Le bruit de la porte qui claquait le tira de ses songes : elle était là, alors qu’il se trouvait à mi-chemin de l’ascenseur et de son appartement. Saisi de panique, oubliant totalement s’il avait décidé de partir ou de faire semblant d’arriver, il resta planté stupidement au milieu du couloir, figé ; pendant qu’elle arrivait droit sur lui, vêtue d’un très simple et léger manteau de toile beige, ses éternelles lunettes de soleil sur les yeux. Elle passa tout près de lui, comme un étincelant navire de haut bord passe à côté d’un naufragé : sans le voir. Sans un regard, elle s’engouffra dans l’ascenseur, ne vérifiant même pas s’il était à l’étage. Il y était, visiblement destiné, de toute éternité, à se trouver là à l’instant précis où elle daignait apparaître. À nouveau, il se retrouva seul, battu de vitesse par les événements. Il remarqua alors que les roses qu’il lui avait envoyées étaient toujours devant sa porte et que, pas plus que lui, elle n’avait semblé les voir. Il se sentit vulnérable et fragile : c’était raté… À ce moment, il l’ignorait encore, mais il n’allait plus la voir pendant un an.

« À quoi pensez-vous ?

— À vous. À la façon dont j’avais essayé de vous approcher avant de vous connaître. »

Wanda eut un petit rire :

« Existiez-vous seulement avant de me connaître ? »
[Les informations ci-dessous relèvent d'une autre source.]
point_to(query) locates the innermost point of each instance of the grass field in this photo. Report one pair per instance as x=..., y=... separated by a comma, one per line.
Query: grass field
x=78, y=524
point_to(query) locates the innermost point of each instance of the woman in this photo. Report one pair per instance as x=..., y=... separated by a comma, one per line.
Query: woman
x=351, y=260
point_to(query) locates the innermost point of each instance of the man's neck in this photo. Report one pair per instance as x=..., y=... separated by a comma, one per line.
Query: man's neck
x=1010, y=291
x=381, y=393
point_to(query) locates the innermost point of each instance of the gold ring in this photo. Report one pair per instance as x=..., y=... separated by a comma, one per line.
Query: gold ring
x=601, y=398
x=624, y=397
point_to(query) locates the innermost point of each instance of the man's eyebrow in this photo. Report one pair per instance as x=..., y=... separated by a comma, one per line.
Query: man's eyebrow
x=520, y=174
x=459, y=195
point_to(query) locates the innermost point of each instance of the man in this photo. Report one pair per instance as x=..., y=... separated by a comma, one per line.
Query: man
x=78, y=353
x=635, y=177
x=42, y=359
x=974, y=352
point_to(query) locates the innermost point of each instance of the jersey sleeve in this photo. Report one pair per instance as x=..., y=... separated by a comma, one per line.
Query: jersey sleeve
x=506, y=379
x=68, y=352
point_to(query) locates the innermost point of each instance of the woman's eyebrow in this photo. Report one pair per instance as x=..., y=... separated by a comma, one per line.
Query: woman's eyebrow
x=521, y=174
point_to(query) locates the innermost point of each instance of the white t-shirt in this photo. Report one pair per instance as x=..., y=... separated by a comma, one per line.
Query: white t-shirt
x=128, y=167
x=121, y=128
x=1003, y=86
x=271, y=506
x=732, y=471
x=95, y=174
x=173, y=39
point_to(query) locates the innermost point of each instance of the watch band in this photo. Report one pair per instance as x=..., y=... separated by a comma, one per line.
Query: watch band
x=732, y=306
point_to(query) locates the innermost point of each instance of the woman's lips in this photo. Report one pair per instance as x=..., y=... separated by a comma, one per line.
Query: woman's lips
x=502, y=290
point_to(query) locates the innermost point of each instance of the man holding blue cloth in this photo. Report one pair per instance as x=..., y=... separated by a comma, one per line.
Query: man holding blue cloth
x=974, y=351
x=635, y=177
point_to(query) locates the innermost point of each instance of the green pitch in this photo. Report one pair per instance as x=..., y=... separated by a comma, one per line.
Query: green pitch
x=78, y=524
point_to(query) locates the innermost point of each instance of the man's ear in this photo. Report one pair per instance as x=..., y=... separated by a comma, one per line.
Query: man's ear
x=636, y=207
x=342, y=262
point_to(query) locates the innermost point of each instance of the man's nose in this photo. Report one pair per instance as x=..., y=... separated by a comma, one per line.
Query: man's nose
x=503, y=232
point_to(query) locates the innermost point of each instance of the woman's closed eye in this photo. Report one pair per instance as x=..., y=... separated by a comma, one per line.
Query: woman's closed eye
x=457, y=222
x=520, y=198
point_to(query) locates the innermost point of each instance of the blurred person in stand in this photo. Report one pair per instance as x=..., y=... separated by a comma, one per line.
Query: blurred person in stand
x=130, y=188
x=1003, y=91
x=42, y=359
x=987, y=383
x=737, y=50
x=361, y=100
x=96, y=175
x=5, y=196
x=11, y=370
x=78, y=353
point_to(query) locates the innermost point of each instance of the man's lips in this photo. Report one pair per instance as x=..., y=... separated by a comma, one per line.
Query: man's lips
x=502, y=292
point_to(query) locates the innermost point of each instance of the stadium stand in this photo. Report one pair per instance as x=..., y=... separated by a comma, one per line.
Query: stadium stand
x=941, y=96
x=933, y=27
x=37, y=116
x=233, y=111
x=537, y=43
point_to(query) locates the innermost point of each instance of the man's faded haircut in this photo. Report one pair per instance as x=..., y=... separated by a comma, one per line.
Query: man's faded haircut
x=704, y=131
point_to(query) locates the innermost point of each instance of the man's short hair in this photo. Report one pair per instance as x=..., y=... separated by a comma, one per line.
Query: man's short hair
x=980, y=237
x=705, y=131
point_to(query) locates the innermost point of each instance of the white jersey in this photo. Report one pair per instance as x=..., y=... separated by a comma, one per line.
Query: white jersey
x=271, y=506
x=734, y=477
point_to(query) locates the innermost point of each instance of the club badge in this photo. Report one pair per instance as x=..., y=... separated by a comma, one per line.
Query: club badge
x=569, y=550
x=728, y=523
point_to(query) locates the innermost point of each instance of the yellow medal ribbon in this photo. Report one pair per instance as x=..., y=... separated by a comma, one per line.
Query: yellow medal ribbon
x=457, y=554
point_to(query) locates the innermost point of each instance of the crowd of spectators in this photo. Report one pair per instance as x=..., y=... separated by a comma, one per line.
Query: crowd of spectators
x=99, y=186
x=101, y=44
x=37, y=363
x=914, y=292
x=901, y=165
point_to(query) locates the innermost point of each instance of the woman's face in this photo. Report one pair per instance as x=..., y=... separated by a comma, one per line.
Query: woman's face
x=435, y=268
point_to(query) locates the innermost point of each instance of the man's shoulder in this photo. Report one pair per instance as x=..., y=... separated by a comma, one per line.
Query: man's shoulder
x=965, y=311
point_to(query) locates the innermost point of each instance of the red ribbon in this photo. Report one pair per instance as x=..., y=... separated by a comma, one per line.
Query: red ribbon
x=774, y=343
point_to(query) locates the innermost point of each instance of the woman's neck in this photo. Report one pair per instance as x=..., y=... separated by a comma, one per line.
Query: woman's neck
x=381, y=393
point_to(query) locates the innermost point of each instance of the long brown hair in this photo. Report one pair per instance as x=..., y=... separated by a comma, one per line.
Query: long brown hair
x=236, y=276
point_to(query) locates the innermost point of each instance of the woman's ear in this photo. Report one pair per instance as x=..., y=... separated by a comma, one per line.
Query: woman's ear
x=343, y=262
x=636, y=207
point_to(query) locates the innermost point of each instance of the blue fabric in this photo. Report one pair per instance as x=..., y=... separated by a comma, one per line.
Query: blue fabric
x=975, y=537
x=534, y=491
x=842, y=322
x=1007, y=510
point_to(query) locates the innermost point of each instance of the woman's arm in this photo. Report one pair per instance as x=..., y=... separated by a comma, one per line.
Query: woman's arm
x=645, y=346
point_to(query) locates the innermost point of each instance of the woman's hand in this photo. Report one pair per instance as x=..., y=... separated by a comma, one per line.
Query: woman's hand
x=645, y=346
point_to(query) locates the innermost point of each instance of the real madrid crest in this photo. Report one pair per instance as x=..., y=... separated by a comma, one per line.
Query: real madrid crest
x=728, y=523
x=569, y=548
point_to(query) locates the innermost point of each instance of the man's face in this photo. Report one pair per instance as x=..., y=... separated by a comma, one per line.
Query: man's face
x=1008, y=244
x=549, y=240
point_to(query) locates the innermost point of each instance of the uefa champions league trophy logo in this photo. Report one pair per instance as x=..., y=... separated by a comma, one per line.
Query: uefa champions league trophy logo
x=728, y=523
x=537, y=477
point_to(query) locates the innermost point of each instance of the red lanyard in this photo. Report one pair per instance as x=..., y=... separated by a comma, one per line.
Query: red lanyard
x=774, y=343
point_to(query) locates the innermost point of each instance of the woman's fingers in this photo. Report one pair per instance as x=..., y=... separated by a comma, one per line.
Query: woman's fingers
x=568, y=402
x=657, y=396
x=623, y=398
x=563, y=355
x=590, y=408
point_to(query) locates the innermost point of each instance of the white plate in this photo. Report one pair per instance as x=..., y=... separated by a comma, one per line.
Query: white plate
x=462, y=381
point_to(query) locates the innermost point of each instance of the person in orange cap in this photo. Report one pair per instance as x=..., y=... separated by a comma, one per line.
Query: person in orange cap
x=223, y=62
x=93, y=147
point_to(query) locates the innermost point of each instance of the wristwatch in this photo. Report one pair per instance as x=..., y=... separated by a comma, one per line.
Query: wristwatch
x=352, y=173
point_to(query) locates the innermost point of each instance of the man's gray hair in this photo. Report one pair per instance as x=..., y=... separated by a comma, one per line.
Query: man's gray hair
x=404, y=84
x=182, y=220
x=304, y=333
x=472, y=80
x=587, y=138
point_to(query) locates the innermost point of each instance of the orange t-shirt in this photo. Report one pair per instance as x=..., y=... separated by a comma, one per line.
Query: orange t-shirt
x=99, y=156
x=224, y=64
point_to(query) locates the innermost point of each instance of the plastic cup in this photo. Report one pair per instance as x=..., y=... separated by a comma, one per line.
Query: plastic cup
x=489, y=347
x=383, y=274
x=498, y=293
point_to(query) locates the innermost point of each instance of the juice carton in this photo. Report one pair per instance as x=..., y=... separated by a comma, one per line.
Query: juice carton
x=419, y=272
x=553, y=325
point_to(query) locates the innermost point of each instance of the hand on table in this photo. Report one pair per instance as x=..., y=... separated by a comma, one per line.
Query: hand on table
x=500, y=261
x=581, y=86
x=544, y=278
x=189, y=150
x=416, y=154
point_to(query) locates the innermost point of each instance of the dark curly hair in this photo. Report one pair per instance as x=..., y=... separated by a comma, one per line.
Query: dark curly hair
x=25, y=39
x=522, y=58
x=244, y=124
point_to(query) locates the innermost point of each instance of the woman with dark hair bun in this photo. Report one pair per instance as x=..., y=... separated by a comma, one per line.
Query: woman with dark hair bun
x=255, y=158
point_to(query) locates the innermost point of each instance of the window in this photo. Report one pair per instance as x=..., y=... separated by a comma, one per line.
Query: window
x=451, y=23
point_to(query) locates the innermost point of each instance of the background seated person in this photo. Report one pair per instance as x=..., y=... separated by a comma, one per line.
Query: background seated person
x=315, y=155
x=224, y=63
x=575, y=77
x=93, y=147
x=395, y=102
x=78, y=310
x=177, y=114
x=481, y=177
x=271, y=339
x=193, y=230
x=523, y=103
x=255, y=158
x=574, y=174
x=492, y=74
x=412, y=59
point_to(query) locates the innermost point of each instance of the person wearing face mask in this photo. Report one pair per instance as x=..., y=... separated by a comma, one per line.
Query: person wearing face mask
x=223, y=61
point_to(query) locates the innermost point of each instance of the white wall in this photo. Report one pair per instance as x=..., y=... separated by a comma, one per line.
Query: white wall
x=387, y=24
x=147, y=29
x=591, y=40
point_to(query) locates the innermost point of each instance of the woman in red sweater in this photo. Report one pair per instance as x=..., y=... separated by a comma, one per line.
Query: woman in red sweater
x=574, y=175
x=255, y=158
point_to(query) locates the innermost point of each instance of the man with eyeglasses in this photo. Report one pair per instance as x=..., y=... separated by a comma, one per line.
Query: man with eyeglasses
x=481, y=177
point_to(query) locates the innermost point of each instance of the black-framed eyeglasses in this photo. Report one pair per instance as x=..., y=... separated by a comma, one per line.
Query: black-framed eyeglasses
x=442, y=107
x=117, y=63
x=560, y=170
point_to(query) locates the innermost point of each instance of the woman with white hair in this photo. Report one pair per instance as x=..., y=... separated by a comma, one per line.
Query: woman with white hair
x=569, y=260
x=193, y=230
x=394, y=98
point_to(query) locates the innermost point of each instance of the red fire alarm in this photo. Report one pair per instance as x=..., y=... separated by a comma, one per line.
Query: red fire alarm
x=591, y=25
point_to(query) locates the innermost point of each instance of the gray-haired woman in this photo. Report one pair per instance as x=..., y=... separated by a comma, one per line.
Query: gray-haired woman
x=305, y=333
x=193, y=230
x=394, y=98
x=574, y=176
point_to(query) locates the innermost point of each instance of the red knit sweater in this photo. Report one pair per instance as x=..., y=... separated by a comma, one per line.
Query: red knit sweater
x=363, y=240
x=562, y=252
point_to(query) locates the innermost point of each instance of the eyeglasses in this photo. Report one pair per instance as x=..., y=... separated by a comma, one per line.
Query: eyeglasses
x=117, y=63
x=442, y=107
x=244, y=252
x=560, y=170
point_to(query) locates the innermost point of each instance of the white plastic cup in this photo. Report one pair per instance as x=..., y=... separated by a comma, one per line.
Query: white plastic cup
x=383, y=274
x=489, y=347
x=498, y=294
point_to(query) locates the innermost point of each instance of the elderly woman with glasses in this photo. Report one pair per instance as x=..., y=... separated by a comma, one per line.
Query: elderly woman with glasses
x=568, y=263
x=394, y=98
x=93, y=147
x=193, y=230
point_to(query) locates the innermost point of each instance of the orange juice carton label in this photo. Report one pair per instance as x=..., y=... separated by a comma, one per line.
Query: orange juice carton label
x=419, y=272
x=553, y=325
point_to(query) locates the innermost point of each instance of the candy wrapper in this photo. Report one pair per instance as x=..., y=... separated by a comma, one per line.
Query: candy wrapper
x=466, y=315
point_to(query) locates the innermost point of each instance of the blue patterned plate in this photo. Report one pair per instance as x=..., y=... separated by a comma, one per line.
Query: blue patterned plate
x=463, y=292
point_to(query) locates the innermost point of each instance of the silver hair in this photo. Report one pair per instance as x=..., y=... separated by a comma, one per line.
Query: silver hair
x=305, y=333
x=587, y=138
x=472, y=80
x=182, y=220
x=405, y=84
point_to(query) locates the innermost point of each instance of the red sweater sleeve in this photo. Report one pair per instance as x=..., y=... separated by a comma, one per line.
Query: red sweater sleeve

Il l’observa avec gravité :

« Parfois, je me le demande. »

Lâchant sa main, il ajouta :

« Je suis fourbu. Je prends un bain et je me change. À tout de suite. »

Il rejoignit son appartement, la tête pleine d’elle, plus du tout dans le présent. Un peu plus tard, alors qu’il se savonnait distraitement, lui revinrent en mémoire les détails de la deuxième rencontre. À Rome, cette fois, chez des amis communs qui connaissaient sa passion pour elle. À toutes les craintes dues à son premier échec s’ajoutait une autre hantise : sa petite taille. La Deemount avait une bonne tête de plus que lui. Pendant que la maîtresse de maison les présentait l’un à l’autre avec une insupportable ironie, il essayait désespérément, tout en bafouillant de vagues formules de politesse, de gagner à reculons les premières marches d’un escalier intérieur : s’il y arrivait, il était sauvé !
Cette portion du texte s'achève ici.